JP Morgan analyst Reginald L. Smith reiterated a Neutral rating on the company, stating that Riot’s second-quarter results were in line with expectations. The slight dip in revenue and cash operating profit was attributed to seasonal factors that impacted bitcoin output.
During the earnings call, management discussed their long-term strategy to monetize Riot’s power infrastructure through high-performance computing (HPC) data centers. The company plans to launch a 600 MW site in Corsicana by 2026, with a focus on catering to HPC clients while continuing bitcoin mining operations in the short term.
Smith highlighted Riot’s well-positioned infrastructure for supporting low-latency HPC workloads and noted recent team expansions and site upgrades. However, he cautioned that investors may need to be patient for near-term colocation deals, as Riot was a late adopter of the HPC model.
Management continues to see strong interest in power from hyperscalers, particularly in key markets like Dallas. Riot is actively engaging with potential partners to secure tenants for their planned data center in Corsicana, with upgrades to support HPC needs already underway.

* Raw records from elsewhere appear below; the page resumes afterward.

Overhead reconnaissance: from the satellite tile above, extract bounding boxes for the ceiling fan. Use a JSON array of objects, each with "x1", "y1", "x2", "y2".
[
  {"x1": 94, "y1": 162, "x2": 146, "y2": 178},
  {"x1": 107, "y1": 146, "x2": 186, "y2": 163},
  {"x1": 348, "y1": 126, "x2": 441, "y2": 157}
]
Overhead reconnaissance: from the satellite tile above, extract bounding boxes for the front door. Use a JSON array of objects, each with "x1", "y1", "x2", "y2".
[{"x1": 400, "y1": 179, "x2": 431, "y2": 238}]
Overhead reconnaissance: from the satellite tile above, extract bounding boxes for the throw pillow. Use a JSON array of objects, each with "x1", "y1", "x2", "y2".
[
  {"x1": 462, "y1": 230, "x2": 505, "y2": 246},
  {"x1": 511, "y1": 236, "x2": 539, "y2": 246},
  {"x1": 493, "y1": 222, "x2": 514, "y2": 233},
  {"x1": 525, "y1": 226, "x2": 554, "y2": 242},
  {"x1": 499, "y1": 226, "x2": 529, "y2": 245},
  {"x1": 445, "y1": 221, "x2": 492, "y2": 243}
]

Location is a critical factor for hyperscalers evaluating new data center builds, and Smith believes Riot is poised to meet the requirements for large-scale, low-latency HPC operations. Despite the company’s recent focus on HPC, Smith does not anticipate an immediate colocation announcement due to the lengthy nature of such agreements.
As of the latest check on Friday, RIOT shares are trading lower by 16.5% at $11.21. Investors will be keeping a close eye on Riot’s progress in executing their HPC strategy and securing colocation deals in the coming months.